Homophobia and Transphobia on the Rise in Legislation: The Iowa Bill

The+Iowa+Bill%2C+along+with+Floridas+Dont+Say+Gay+bill%2C+is+yet+another+piece+of+legislation+attempting+to+limit+LGBTQ%2B+rights.

Anthony Abrahantes

The Iowa Bill, along with Florida’s “Don’t Say Gay” bill, is yet another piece of legislation attempting to limit LGBTQ+ rights.

Daphne Renoux, Staff Writer

The United States has seen an uptick in homophobia and transphobia, particularly on the government’s end. Legislative houses across the nation have attempted, and sometimes succeeded, in passing bills clearly passed against the Lesbian, Gay, Bisexual, Transgender and Queer+ community. On Mar. 8, the Florida Senate approved the “Don’t Say Gay” bill, which prohibits talks about the LGBTQ+ community in the classroom. Just a week earlier, Iowa passed a bill prohibiting transgender women and girls from competing in sports. These bills are spreading around the country and are creating a climate of disrespect towards the LGBTQ+ community’s rights as American citizens.

“The recent anti-LGBTQ+ laws have and are greatly impacting the community. They are dangerous and will only cause discrimination instead of change, which is what is really needed right now,” sophomore Steffi Sarmiento-Mena said.

As though we are moving backward rather than making progress, these bills strategically made certain sections vague and thus broad enough to allow for more discrimination in this so-called “grey area”. Additionally, these new laws are all based on unfounded claims which victimize heterosexual and cisgender people unnecessarily despite no factual evidence.

These laws are going to be one giant step backward in the infinite battle towards lgbtq+ rights. The laws that are passing are incredibly dangerous for lgbtq+ youth, not only adding to the stigma associated with LGBT+ students but also preventing further educated to actively prevent this stigma,”

— sophomore Steffi Sarmiento-Mena

The governor of Iowa, Kim Reynolds, justified her signature on the bill by suggesting that transgender women and girls cheat when playing sports. She explained that these women were going to be physically superior due to being “males”. Gov. Reynolds then proceeded to slander transgender athletes by repeatedly addressing them as “men”, which perfectly demonstrates the disrespectful way in which Gov.

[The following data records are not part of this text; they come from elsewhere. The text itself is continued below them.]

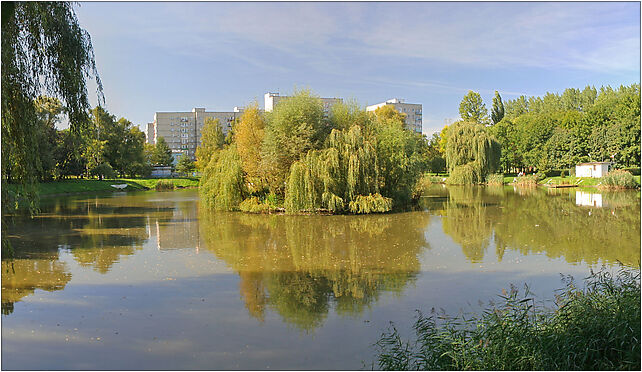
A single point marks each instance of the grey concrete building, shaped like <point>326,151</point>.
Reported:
<point>412,111</point>
<point>182,130</point>
<point>272,99</point>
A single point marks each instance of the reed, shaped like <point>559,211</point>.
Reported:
<point>596,327</point>
<point>618,179</point>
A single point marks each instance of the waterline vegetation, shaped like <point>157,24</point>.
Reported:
<point>592,328</point>
<point>349,161</point>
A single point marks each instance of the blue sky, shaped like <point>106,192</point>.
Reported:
<point>173,56</point>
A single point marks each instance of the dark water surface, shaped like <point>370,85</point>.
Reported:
<point>151,280</point>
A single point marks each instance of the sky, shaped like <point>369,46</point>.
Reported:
<point>174,56</point>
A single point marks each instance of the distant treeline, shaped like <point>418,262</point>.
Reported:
<point>558,131</point>
<point>302,159</point>
<point>102,147</point>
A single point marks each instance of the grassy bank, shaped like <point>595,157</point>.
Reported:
<point>84,185</point>
<point>569,180</point>
<point>595,328</point>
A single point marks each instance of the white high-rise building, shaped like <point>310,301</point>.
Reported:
<point>412,111</point>
<point>272,99</point>
<point>182,130</point>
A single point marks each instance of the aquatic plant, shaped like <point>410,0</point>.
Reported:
<point>594,328</point>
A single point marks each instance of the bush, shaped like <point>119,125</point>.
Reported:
<point>634,171</point>
<point>596,328</point>
<point>620,179</point>
<point>463,175</point>
<point>164,185</point>
<point>259,205</point>
<point>103,170</point>
<point>495,179</point>
<point>370,204</point>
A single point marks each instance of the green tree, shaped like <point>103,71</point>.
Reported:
<point>296,125</point>
<point>249,137</point>
<point>472,108</point>
<point>471,154</point>
<point>389,115</point>
<point>212,140</point>
<point>67,155</point>
<point>185,165</point>
<point>44,51</point>
<point>223,185</point>
<point>497,112</point>
<point>48,111</point>
<point>345,115</point>
<point>162,153</point>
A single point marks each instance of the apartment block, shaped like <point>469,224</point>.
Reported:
<point>272,99</point>
<point>182,130</point>
<point>412,111</point>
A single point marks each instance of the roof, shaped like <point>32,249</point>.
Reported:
<point>595,163</point>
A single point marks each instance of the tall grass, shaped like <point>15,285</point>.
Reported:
<point>619,179</point>
<point>595,328</point>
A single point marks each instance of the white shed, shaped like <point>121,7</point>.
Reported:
<point>593,169</point>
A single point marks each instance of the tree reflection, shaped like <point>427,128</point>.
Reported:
<point>301,266</point>
<point>21,277</point>
<point>544,221</point>
<point>467,219</point>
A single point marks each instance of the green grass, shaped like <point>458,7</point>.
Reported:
<point>581,181</point>
<point>595,328</point>
<point>85,185</point>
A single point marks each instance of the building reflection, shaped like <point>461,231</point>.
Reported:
<point>553,223</point>
<point>588,199</point>
<point>301,266</point>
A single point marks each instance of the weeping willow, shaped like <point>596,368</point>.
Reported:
<point>223,185</point>
<point>471,153</point>
<point>343,176</point>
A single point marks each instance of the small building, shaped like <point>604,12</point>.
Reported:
<point>161,171</point>
<point>593,169</point>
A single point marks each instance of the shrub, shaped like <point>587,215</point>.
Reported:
<point>103,170</point>
<point>259,205</point>
<point>495,179</point>
<point>164,185</point>
<point>370,204</point>
<point>634,171</point>
<point>463,175</point>
<point>596,328</point>
<point>540,175</point>
<point>619,179</point>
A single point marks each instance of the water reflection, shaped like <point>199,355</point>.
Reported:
<point>590,199</point>
<point>537,220</point>
<point>304,267</point>
<point>21,277</point>
<point>301,266</point>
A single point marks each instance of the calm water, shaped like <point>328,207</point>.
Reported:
<point>153,281</point>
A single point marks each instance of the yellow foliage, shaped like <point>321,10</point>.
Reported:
<point>249,138</point>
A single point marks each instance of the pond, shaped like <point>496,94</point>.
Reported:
<point>151,280</point>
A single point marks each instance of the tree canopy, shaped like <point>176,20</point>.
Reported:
<point>44,51</point>
<point>472,108</point>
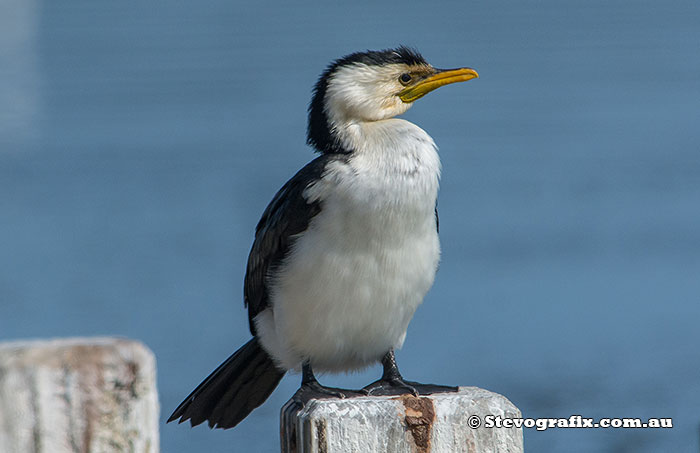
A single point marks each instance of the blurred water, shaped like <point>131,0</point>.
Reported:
<point>140,141</point>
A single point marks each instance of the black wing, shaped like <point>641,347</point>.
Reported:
<point>287,215</point>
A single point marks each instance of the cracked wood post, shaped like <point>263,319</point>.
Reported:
<point>78,395</point>
<point>438,423</point>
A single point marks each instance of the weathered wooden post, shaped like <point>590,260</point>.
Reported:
<point>439,423</point>
<point>78,395</point>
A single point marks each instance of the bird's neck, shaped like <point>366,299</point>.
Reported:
<point>393,135</point>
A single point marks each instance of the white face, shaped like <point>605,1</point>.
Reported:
<point>367,93</point>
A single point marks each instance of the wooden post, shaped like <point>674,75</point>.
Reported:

Reynolds sees these women and girls.

“The anti-trans bill is a little complex, I can see that it’s unfair to have now female/male trans people participate in female/male sports, both for the trans people and for their competitors. Yet it’s also unfair to those that are trans, as being trans is their way of being themselves. The difference in the body of a female trans person and a female one is big enough to be called unfair but small enough where it wouldn’t be worth it to make another division, like the Paralympic. in the end both sides have merits but I empathize for the trans’ inability to feel comfortable with their bodies without compromising their interests,” sophomore Roman Padierne said.

Such measures reflect recent initiatives by the governor of Florida. Gov. Ron DeSantis has guaranteed that his signature will be on the “Don’t Say Gay” bill that was just passed by the Florida Senate. All Democrats in the Senate voted against this measure alongside two Republicans, demonstrating that the right to be who you are is not related to partisan affiliation. Gender and sexuality should not be pointed out as right or wrong by the government nor should it be used in political events to gain more support from the far-right. These are issues regarding human rights.

Regarding sexuality and gender, they are both social constructs and do not have to walk hand in hand. Society often puts gender under a binary umbrella of cisgender “man” and “woman”, but it is far more than that. The same goes for sexuality, which is essentially expected to be heterosexuality for all with monogamous couples. These stereotypes and societal ideas are what lead to such laws being passed into law,

In today’s world, it is hard to find a solution to this maze of problems. However, there is one. Right now, education and access to information are necessary to enable people to know that the LGBTQ+ community exists and is just as deserving as its counterparts. The preconceived stereotypes are what lead to the creation of these laws. While conservatives are currently staying relatively mild, not diverging from claims they have made in the past, it will progressively get worse as bans only encourage more bans, not openness and tolerance.